MONDAY - First decent drive in our Jaguar XE diesel long-termer, a round trip of 150 miles: London, Midlands, Gloucestershire.
This is the 178bhp diesel with eight-speed auto, which strikes me as top value, given that it starts around £32,000. It goes, too. I was surprised to discover its 0-60mph time was only 7.4sec, because the powertrain – comprising a 2.0-litre diesel with 317lb ft plus eight easy-shifting ratios – gives a strong response at any speed.
One criticism: having driven quite a few electric cars lately, I’d like the XE’s response to be more linear, especially from rest. Like many, the Jag gives you a pause followed by a surge.
The best thing for me is the superb driving position. Knowing how many packaging hurdles designers have to negotiate, I can hardly believe how tailored it is: perfect seat shape and position, ideal control layout and instrument view, great sight lines. It will be a wrench to give this car back.
TUESDAY - Latest dopey idea: buy an ex-Army Jeep. Actually, the idea’s not so new. I’ve had it since I was a kid, when some of my father’s friends in outback Australia drove about in vehicles they’d bought straight from the forces for £100. We laughed at their crudity back then.
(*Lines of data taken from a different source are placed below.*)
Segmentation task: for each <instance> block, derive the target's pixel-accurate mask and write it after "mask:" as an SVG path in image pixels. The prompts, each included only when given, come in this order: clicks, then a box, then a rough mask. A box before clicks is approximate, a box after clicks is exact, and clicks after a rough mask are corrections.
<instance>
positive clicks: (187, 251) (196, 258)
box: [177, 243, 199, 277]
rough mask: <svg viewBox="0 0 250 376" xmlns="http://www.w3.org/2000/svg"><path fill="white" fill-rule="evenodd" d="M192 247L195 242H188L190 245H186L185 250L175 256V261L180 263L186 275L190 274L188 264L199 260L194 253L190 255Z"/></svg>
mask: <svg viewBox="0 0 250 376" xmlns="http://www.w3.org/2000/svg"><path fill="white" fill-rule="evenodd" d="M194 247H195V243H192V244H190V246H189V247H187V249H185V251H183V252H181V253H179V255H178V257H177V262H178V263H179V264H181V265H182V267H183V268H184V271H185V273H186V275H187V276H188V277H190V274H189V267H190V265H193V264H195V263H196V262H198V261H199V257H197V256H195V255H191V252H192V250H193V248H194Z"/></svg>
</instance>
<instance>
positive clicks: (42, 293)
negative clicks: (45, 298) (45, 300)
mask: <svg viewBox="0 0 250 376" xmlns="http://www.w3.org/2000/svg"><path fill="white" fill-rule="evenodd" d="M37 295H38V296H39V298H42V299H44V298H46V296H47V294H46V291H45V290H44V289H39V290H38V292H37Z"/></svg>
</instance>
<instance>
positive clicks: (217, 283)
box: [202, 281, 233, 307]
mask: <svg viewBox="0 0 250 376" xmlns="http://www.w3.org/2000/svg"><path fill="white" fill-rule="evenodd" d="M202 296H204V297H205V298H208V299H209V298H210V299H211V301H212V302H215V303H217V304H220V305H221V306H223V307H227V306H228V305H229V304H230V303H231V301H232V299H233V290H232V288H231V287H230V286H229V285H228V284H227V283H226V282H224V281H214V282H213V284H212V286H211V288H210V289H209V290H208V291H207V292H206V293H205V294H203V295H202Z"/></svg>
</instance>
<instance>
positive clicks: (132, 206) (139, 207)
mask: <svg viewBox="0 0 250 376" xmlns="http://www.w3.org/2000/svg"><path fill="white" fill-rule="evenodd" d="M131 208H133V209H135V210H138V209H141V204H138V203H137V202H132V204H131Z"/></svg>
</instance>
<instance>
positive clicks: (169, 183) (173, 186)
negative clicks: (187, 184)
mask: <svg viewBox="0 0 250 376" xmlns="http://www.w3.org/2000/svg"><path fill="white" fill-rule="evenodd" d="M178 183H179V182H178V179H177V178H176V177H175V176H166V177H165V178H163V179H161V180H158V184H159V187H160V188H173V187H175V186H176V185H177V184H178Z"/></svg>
Now, I see a wartime original as the perfect garage companion for a Lotus Seven or Citroën 2CV: huge capability combined with supreme simplicity.
Take a look at the Milweb site, said a helpful friend, you’ll find dozens. I did and he was right, but as a result the idea died. Ten grand gets you a basket case, the number of varieties is intimidating, false provenance seems an issue and, like many simple, high-value vehicles, Jeeps attract bodgers. Think I’ll just keep enjoying other people’s as they drive by…
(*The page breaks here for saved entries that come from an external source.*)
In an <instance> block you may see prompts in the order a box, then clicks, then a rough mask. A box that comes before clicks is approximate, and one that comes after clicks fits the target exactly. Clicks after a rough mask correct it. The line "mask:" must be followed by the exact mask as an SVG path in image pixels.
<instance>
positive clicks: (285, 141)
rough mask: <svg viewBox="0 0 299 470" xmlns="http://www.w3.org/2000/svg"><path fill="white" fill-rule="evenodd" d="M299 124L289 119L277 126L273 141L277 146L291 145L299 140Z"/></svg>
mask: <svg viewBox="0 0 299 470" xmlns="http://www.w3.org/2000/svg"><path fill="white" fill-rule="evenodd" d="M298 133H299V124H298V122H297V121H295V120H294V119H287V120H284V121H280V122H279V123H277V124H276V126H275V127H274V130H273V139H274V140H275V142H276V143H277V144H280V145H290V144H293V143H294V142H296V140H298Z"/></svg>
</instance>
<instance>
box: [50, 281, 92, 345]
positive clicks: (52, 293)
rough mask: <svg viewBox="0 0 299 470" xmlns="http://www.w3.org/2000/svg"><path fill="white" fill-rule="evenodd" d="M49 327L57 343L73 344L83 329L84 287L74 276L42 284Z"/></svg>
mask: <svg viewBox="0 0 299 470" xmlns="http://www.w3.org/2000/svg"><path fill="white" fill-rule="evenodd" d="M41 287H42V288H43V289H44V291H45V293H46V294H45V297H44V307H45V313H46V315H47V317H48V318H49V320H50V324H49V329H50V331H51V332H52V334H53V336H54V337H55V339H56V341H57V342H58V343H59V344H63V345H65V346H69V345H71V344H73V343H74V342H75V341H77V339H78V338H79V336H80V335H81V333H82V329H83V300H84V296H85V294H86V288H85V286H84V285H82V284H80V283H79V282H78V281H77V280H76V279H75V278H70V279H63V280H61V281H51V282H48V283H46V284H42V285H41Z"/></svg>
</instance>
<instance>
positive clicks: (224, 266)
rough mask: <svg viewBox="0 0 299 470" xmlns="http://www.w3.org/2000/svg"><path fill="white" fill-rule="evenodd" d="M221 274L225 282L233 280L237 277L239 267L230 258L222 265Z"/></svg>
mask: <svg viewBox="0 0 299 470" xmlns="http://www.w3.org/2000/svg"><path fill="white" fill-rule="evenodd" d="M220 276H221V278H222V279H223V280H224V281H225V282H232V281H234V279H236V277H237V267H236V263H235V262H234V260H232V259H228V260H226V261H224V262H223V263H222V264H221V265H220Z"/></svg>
WEDNESDAY - Interesting to see how some quarters of the wider media have taken the VW furore as an excuse to lambast the specialist motoring websites for an imagined dereliction of duty. Autocar has largely escaped, not least through the efforts of Mr Holder, whose appearances as a radio and television pundit have increased as he has become known as an island of common sense in a sea of misinformation.
Still, motoring hacks are being criticised for parroting highly optimistic ‘government’ fuel consumption figures (nonsense: here, we’ve been running our own since 1927), for being motivated by a love of car launch ‘jollies’ (nonsense: after a while, the luxury is staying at home) and for being too close to the industry (arguable: but that’s how you discover what’s new and what’s true). It’s all a reminder of something critics should always remember: it’s easier to criticise than praise.